In 1959, the US Army Ordnance Missile Command suggested the development of a heavy medium range assault weapon.

In 1960, the United States Army launched the MAW (Medium Anti-tank Weapon) program on a proposal from Douglas. In 1966, Douglas was awarded the contract to develop the XM47. In 1967, the XM47 was redesignated FGM-77 and FTM-77 (the FTM-77 being the training version). The first missile test took place in December 1967 followed by the first shot in real conditions (firing set, guidance and launcher) on 5 July 1968.

Used by the U.S. Army, the U.S. Marine Corps, as well as many foreign militaries, the M47 Dragon was first fielded in January 1975 to U.S. Army soldiers stationed in mainland Europe. In April 1981, the deployment of the base version of the Dragon in the Army was complete. The Army initially deployed the Dragon as a squad weapon, with every rifle squad containing an antiarmor specialist who carried the weapon.

Reorganization in the 1990s saw Dragons moved, with mechanized infantry receiving two launchers per squad. Infantry, Airborne, and Air Assault units received a pair of two-man ATGM teams in the platoon's weapons squad, while Light Infantry (six teams) and Ranger (three teams) units held their Dragons at the company level.

In USMC service, the Dragon was concentrated at the battalion level in a dedicated missile platoon with 32 Dragon teams. The platoon was organized with four sections, each with four squads of two 2-man teams.

==Guidance system==
The M47 Dragon uses a so-called "tracking control assembly" (TCA) guidance system previously used on the TOW and Shillelagh missiles.
With this system, all that is required of the infantryman is to look through an amplifying optical sight and keep it exactly aligned with the objective.

During this time, a second electro-optical system mounted parallel to the sight visually receives thermal radiation (generally infrared) from a pyrotechnic system located on the tail of the missile and focuses it on a sensitive receiver / locator. This continuously measures via a computer the position of the heat source (the missile) in relation to the line of sight fixed on the objective, any deviation automatically causing the desired correction signal, which is in turn transmitted along wires (connecting the missile to the launcher) and without any intervention by the operator.

==Variants==

===Dragon===
The basic missile, the M222 missile, weighs 11.5 kilograms and is 744mm long in a 1154mm long launch tube. The fairly basic warhead can penetrate 330 mm of armor plate.

===Dragon II===
Dragon II is a simple warhead upgrade, originally called "Dragon PIP" and officially known as MK1 MOD0 or Second generation Dragon. The Dragon II received a new warhead that offers an 85% increase in penetration, to about 610mm. Weight increased to 12.3 kilograms and length to 846mm. Dragon II entered service in 1988.

===Dragon III===
A further improved Dragon II, the Dragon III received an even more powerful tandem shaped charge warhead, reportedly a Dragon II head with additional precursor charge. Exact penetration remains unknown, but is likely an improvement over the Dragon II. The motor is improved, allowing the missile to reach a range of 1,000 meters in 6.5 seconds, much faster than the original missile's 11 second flight time. The improved motor increases the range as well, propelling Dragon III to 1,500 meters.
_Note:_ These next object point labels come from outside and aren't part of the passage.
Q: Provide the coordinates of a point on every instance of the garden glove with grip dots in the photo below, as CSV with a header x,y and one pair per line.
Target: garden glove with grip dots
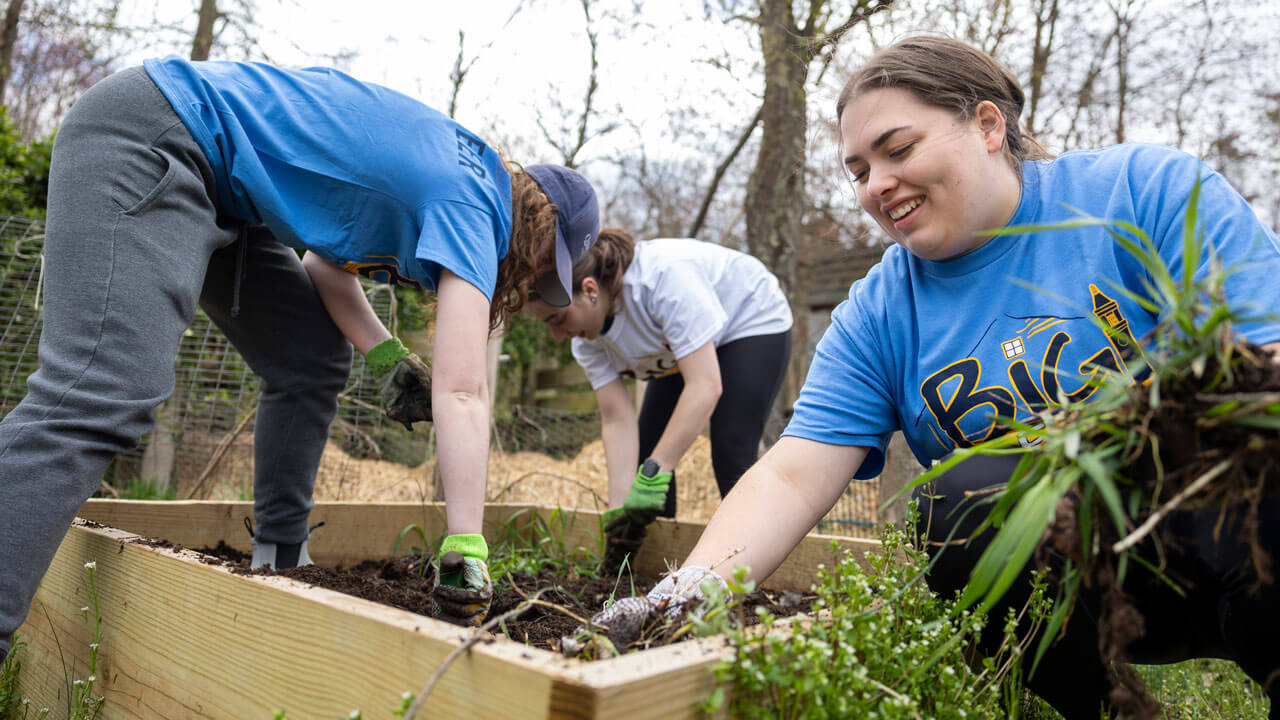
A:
x,y
625,527
403,382
624,620
462,589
The second final improvement is a new combined day/night tracker with laser guidance. Only the United States Marine Corps bought this variant, beginning in 1991, while the Army opted to wait for Javelin to enter service.

=== Dragon IIIA ===
Same as Dragon III on missile capability, except updated Daylight sight tracker and Night sight tracker their stadia rangefinding lines from 1000 meters change to fitted to 1500 meters, has been said new missile capability with maintain use older and low cost sight.

===Saeghe===
Iran has reverse-engineered a version of the Dragon, the Saeghe (Persian: صاعقه "lightning"). This version, like many other reverse engineered weaponry built in Iran, is developed by Defense Industries Organization (DIO). They displayed it in 2002 at the Defendory exhibition in Athens, when it was in mass production. Hezbollah has acquired Saeghes for anti-tank and anti-armor uses.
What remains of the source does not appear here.